Il y a des évènements auxquels vous êtes invités en tant que journalistes et vous repartez de là avec de nombreuses questions qui vous taraudent l’esprit. Si ce n’était que ça, une enquête ou un reportage aurait peut-être permis d’éclairer la lanterne. Mais c’est quand vous partez de là avec des images qui vous reviennent à tout moment non sans vous attrister. L’exemple flagrant, pour me faire comprendre, c’est cette activité à laquelle j’ai pris part dans la commune de Koumassi, la semaine dernière.

Et où je me suis rendu compte que de milliers de filles n’ont pas accès aux protections hygiéniques pendant leur période menstruelle. Le mot est lâché, les menstrues. Un véritable tabou dans les familles et même dans les couples. Certains hommes, rien qu’à entendre ce mot, frissonnent de gêne. Ne leur demandez pas d’en parler avec leur fille à la maison. Ils vous diront : « ça, c’est une affaire de femme ». Le tabou est entier. Et dans le silence, de jeunes filles souffrent parce qu’elles n’ont même pas le minimum d’informations sur l’attitude à tenir, les kits gratuits de protection et tout ce qui entre en ligne de compte dans la prise en charge de la jeune fille en période menstruelle.

 C’est un problème de santé publique qui n’est visiblement pas en train d’être classé dans les priorités des décideurs du secteur. Et pourtant, il le faut. Car pour de nombreuses jeunes filles, la période de menstrues est un calvaire. Que dire de celles qui souffrent des ‘’règles douloureuses’’ ? La rareté de ces kits de protection oblige de nombreuses filles à inventer elles-mêmes des moyens de se protéger. S’exposant parfois à des infections et autres maladies liées à la précarité des méthodes qu’elles utilisent.

Selon l’agence française de développement, une femme passe, en moyenne, 2 280 jours de sa vie à avoir ses règles.
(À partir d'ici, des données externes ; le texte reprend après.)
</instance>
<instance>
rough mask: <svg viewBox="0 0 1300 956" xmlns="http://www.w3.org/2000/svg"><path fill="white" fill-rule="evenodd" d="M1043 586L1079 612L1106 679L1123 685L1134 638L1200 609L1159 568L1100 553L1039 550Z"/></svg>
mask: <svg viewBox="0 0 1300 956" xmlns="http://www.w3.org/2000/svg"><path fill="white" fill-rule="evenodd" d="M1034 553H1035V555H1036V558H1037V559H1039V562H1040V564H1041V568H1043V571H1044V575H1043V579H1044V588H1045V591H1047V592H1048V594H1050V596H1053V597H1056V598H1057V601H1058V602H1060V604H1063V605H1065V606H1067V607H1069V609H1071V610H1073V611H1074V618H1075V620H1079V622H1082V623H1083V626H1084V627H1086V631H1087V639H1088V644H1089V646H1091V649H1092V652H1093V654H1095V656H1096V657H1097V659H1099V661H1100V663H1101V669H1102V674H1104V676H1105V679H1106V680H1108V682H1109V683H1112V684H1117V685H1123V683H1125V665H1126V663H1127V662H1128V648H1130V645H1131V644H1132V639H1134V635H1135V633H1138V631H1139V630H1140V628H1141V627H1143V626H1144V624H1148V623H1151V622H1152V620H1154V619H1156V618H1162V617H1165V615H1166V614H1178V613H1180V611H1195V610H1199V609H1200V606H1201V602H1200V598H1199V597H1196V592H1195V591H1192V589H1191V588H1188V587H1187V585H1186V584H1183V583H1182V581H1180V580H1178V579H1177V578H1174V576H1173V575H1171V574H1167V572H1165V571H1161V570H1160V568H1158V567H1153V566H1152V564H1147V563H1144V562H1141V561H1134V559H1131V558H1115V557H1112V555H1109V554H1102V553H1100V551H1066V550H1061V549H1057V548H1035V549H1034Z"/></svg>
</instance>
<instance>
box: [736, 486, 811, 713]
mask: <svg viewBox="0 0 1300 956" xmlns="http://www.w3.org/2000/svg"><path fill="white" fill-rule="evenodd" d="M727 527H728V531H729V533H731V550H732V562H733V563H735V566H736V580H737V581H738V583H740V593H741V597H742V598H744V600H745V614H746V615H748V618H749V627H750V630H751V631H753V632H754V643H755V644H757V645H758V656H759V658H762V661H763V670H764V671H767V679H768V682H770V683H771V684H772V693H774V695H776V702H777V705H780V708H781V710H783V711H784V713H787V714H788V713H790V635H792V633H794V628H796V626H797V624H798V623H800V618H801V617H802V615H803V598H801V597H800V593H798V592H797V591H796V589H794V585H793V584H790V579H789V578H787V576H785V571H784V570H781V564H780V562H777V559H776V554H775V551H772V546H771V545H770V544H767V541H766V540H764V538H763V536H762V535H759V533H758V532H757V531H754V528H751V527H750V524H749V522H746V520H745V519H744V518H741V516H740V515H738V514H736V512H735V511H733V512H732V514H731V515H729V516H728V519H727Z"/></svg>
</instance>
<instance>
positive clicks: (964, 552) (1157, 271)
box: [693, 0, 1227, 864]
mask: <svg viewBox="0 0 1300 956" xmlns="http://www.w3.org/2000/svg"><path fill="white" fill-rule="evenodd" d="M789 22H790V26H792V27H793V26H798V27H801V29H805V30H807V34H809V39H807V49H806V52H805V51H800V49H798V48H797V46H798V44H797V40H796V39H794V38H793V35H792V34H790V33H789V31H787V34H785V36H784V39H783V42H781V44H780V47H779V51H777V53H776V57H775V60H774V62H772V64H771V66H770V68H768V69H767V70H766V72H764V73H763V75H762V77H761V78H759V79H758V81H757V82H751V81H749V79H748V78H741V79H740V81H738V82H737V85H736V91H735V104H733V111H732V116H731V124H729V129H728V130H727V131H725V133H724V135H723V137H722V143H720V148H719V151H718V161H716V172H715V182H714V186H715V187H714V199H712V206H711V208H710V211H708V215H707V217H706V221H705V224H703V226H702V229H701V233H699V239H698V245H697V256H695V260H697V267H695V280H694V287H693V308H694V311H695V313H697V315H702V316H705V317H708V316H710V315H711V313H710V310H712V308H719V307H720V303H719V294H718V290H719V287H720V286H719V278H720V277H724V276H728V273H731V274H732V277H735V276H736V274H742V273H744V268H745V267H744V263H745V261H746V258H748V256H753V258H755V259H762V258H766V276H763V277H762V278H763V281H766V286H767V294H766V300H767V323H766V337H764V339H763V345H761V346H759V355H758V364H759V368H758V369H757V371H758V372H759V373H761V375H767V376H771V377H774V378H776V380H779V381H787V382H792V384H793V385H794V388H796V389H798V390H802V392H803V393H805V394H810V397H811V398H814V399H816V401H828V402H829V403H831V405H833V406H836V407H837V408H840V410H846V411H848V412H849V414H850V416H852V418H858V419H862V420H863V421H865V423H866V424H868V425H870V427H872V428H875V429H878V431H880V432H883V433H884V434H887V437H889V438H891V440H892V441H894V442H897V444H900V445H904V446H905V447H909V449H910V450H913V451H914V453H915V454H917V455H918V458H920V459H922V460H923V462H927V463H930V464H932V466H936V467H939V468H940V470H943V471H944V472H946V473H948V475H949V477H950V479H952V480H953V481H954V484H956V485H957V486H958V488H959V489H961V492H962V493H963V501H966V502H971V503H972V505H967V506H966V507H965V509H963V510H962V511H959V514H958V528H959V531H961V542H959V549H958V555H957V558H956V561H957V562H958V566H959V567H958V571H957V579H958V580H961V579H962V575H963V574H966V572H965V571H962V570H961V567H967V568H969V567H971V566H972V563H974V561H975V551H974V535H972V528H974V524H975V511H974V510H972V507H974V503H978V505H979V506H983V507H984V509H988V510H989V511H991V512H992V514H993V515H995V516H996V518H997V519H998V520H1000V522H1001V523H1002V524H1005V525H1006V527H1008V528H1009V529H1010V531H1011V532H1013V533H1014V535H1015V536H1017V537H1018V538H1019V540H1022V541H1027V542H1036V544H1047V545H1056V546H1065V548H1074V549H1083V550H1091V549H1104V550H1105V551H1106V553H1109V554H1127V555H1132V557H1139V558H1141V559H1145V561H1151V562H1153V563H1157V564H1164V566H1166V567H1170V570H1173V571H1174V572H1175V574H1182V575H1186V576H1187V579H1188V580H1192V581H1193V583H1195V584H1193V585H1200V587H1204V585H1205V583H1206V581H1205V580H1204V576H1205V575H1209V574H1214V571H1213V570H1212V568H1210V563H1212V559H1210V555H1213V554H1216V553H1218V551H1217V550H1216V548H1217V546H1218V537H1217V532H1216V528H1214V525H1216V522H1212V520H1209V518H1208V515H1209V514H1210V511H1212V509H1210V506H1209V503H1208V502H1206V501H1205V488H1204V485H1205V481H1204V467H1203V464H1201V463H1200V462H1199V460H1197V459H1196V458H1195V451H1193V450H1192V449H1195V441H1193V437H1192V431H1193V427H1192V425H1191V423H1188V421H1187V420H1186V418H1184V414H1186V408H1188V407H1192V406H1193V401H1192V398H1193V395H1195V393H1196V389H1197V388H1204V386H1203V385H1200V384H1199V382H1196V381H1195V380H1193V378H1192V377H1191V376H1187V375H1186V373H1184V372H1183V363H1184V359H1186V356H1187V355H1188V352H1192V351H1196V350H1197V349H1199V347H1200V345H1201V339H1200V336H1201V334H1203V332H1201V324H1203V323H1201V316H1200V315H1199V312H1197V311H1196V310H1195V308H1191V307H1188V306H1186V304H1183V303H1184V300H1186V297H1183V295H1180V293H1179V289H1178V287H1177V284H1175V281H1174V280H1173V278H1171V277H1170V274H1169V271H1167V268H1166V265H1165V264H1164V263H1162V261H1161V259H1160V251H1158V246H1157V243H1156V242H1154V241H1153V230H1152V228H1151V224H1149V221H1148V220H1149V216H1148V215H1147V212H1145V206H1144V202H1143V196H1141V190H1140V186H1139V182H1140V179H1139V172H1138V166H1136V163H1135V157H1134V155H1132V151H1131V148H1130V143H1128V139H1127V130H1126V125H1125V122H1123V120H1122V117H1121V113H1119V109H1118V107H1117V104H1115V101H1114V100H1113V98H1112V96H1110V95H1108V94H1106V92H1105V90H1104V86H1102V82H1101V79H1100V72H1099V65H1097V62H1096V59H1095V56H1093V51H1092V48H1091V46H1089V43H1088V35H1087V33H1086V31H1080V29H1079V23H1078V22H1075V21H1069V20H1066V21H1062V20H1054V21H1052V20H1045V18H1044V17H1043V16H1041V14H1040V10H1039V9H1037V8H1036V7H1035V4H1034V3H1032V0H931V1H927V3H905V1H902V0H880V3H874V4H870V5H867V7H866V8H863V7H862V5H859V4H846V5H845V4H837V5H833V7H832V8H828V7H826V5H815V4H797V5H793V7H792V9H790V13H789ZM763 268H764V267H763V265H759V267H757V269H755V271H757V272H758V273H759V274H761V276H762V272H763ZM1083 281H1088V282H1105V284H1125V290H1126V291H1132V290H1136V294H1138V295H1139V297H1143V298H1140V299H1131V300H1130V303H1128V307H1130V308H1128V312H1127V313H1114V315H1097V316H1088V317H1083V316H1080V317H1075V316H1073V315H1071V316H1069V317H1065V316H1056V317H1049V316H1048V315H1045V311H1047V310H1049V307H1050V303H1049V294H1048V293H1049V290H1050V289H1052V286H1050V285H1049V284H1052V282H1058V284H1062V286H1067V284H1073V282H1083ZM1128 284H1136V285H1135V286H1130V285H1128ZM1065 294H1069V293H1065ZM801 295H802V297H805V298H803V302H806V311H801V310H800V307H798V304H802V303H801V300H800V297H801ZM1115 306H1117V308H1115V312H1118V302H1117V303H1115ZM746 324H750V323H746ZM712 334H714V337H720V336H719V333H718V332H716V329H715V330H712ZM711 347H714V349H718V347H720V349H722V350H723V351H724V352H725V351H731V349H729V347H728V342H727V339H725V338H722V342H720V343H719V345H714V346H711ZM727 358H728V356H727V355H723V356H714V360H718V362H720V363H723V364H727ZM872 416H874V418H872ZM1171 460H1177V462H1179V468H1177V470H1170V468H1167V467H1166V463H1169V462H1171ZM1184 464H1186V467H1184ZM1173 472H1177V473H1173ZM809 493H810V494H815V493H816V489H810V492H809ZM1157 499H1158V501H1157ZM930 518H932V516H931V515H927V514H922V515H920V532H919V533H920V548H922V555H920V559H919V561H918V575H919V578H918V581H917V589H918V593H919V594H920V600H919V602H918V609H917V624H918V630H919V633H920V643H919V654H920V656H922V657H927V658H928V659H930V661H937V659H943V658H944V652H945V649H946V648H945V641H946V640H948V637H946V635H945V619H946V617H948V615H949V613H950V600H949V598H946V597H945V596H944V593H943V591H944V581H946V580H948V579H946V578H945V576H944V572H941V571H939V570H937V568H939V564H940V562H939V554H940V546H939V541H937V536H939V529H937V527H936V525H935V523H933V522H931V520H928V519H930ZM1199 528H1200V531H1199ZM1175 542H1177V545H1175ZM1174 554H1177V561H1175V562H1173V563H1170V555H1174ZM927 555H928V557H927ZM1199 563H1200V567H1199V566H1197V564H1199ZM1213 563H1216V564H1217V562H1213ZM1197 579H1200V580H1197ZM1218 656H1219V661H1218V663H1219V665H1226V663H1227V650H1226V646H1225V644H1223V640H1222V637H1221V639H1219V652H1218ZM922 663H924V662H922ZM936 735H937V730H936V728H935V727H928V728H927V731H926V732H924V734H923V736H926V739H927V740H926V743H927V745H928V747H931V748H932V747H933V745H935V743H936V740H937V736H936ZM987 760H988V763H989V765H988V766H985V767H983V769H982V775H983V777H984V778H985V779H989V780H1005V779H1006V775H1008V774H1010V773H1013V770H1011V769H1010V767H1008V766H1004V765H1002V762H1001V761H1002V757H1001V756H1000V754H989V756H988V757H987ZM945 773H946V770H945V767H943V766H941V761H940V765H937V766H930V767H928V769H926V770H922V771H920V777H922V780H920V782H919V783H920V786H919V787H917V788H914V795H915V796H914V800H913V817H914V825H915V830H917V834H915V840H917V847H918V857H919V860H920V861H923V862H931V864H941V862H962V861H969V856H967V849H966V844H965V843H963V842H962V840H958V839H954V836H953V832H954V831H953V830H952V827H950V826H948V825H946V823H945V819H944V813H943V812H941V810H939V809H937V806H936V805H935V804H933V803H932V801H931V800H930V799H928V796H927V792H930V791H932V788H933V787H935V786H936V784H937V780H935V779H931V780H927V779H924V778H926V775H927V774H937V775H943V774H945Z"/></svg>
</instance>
Désinformation, difficultés d’accès à l’eau, à des sanitaires ou à des produits périodiques adaptés : elles sont 500 millions à rencontrer des difficultés pour gérer leurs menstruations dans de bonnes conditions. La déscolarisation d’une jeune fille sur dix en Afrique, l’impossibilité de travailler plusieurs jours par mois et une hausse de 70 % des risques d’infections vaginales sont quelques-unes des conséquences qui découlent de ces difficultés. A la faveur de la Journée mondiale de l’hygiène menstruelle du 28 mai 2022, l’Etat de Côte d’Ivoire est une fois de plus mis face à ses responsabilités devant la précarité de l’hygiène menstruelle qui fait souffrir de nombreuses jeunes filles.

Certaines se sont d’ailleurs fait entendre avant d’appeler de tous les vœux à la gratuité des serviettes jetables dans les écoles, la suppression des taxes sur tous les produits hygiéniques et la disponibilité des antispasmodiques dans les écoles. Face à la souffrance de ces jeunes filles et même des femmes, une seule chose trouvera l’assentiment de ces dernières : La volonté politique ! En tout état de cause,  il faut sensibiliser la sphère politique, la société civile et les populations à la santé et l’hygiène menstruelle et, plus largement, à la situation des femmes.